When Less is More: Data Tables That Make a Difference

In the previous post, From Visual Impressions to Visual Opinions, I gave various examples of charts that express opinions. In this post, I’ll share a few examples of how we can take a simple data table and derive multiple views from it that each provide a different take on the same story (or does that mean, tells different stories from the same set of "facts"?)

Here’s the original, base table, showing the recorded split times from a single rally stage. The time is the accumulated stage time to each split point (i.e. the elapsed stage time you see for a driver as they reach each split point):

From this, we immediately note the ordering (more on this in another post) which seems not useful. It is, in fact, the road order (i.e. the order in which each driver started the stage).

We also note that the final split is not the actual final stage time: the final split in this case was a kilometer or so before the stage end. So from the table, we can’t actually determine who won the stage.

Making a Difference

The times presented are the actual split times. But one thing we may be more interested in is the differences to see how far ahead or behind one driver another driver was at a particular point. We can subtract one driver’s time from anothers to find this difference. For example, how did the times at each split compare to first on road Ogier’s (OGI)?

Note that we can “rebase” the table relative to any driver by subtracting the required driver’s row from every other row in the original table.

From this “rebased” table, which has fewer digits (less ink) in it than the original, we can perhaps more easily see who was in the lead at each split, specifically, the person with the minimum relative time. The minimum value is trivially the most negative value in a column (i.e. at each split), or, if there are no negative values, the minimum zero value.

As well a subtracting one row from every other row to find the differences realative to a specified driver, we can also subtract the first column from the second, the second from the third etc to find the time it took to get from one split point to the next (we subtract 0 from the first split point time since the elapsed time into stage at the start of the stage is 0 seconds).

The above table shows the time taken to traverse the distance from one split point to the next; the extra split_N column is based on the final stage time. Once again, we could subtract one row from all the other rows to rebase these times relative to a particular driver to see the difference in time it took each driver to traverse a split section, relative to a specified driver.

As well as rebasing relative to an actual driver, we can also rebase relative to variously defined “ultimate” drivers. For example, if we find the minimum of each of the “split traverse” table columns, we create a dummy driver whose split section times represent the ultimate quickest times taken to get from one split to the next. We can then subtract this dumny row from every row of the split section times table:

In this case, the 0 in the first split tells us who got to the first split first, but then we lose information (withiut further calculation) about anything other than relative performance on each split section traverse. Zeroes in the other columns tell us who completed that particular split section traverse in the quickest time.

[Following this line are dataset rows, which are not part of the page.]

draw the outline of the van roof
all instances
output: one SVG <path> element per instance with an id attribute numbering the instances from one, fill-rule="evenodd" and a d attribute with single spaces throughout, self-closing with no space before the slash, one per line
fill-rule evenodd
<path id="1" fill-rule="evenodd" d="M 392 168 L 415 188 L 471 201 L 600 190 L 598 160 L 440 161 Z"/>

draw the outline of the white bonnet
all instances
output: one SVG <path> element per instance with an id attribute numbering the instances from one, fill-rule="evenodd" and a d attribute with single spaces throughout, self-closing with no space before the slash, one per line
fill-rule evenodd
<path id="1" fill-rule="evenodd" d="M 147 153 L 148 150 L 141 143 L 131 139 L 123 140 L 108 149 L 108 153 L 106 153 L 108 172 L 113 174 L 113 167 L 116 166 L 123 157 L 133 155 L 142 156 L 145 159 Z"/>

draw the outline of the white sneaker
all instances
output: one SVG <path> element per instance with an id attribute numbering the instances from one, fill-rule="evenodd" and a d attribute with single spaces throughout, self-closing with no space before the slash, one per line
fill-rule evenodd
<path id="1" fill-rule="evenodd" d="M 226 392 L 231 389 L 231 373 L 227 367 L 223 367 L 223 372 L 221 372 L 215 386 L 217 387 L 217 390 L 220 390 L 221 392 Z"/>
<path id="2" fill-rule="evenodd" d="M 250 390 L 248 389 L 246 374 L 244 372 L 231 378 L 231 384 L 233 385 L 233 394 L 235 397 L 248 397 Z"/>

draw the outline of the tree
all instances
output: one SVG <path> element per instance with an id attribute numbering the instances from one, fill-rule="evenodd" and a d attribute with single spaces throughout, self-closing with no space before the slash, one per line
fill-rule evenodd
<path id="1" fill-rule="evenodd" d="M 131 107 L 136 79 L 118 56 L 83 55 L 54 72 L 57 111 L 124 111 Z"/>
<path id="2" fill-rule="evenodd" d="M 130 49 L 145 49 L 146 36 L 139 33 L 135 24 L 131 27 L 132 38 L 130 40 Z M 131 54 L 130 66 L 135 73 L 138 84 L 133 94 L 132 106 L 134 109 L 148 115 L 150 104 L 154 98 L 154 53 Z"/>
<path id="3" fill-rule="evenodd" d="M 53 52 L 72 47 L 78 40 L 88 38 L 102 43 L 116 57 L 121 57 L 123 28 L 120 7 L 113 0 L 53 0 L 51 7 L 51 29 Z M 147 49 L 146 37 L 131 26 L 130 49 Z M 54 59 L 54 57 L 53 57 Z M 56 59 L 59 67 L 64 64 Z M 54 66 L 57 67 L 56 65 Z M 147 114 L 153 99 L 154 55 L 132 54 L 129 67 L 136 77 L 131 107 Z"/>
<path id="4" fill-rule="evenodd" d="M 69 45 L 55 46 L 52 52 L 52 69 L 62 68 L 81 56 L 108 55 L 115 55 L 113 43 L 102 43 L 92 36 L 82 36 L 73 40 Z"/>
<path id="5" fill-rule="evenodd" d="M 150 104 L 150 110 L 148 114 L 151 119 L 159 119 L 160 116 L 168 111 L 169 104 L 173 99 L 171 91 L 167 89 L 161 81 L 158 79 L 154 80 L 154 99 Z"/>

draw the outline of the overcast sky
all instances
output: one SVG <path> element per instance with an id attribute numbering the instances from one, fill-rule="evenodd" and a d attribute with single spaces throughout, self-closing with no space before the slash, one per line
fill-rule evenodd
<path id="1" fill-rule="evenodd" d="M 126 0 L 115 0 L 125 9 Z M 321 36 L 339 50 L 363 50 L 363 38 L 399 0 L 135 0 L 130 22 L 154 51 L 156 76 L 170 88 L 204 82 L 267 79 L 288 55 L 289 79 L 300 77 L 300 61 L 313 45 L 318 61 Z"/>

Another class of ultimate time dummy driver is the accumulated ultimate section time driver. That is, take the ultimate split sections then find the cumulative sum of them. These times then represent the dummy elapsed stage times of an ultimate driver who completed each split in the fastest split section time. If we rebase against that dummy driver:

In this case, there may be only a single 0, specifically at the first split.

A third possible ultimate dummy driver is the one who “as if” recorded the minimum actual elapsed time at each split. Again, we can rebase according to that driver:

In this case, will be at least one zero in each column (for the driver who recorded that particular elapsed time at each split).

Visualising the Difference

Viewing the above tables as purely numerical tables is fine as far as it goes, but we can also add visual cues to help us spot patterns, and different stories, more readily.

For example, looking at times rebased to the ultimate split section dummy driver, we get the following:

We see that SOL was flying from the second split onwards, getting from one split to another in pretty much the fastest time after a relatively poor start.

The variation in columns may also have something interesting to say. SOL somehow made time against pretty much every between split 4 and 5, but in the other sections (apart from the short last section to finish), there is quite a lot of variability. Checking this view against a split sectioned route map might help us understand whether there were particular features of the route that might explain these differences.

How about if we visualise the accumulated ultimate split section time dummy driver?

Here, we see that TAN was recording the best time compared the ultimate time as calculated against the sum of best split section times, but was still off the ultimate pace: it was his first split that made the difference.

How about if we rebase against the dummy driver that represents the driver with the fastest actual recorded accumulated time at each split:

Here, we see that TAN led the stage at each split point based on actual accumulated time.

Remember, all these stories were available in the original data table, but sometimes it takes a bit of differencing to see them clearly…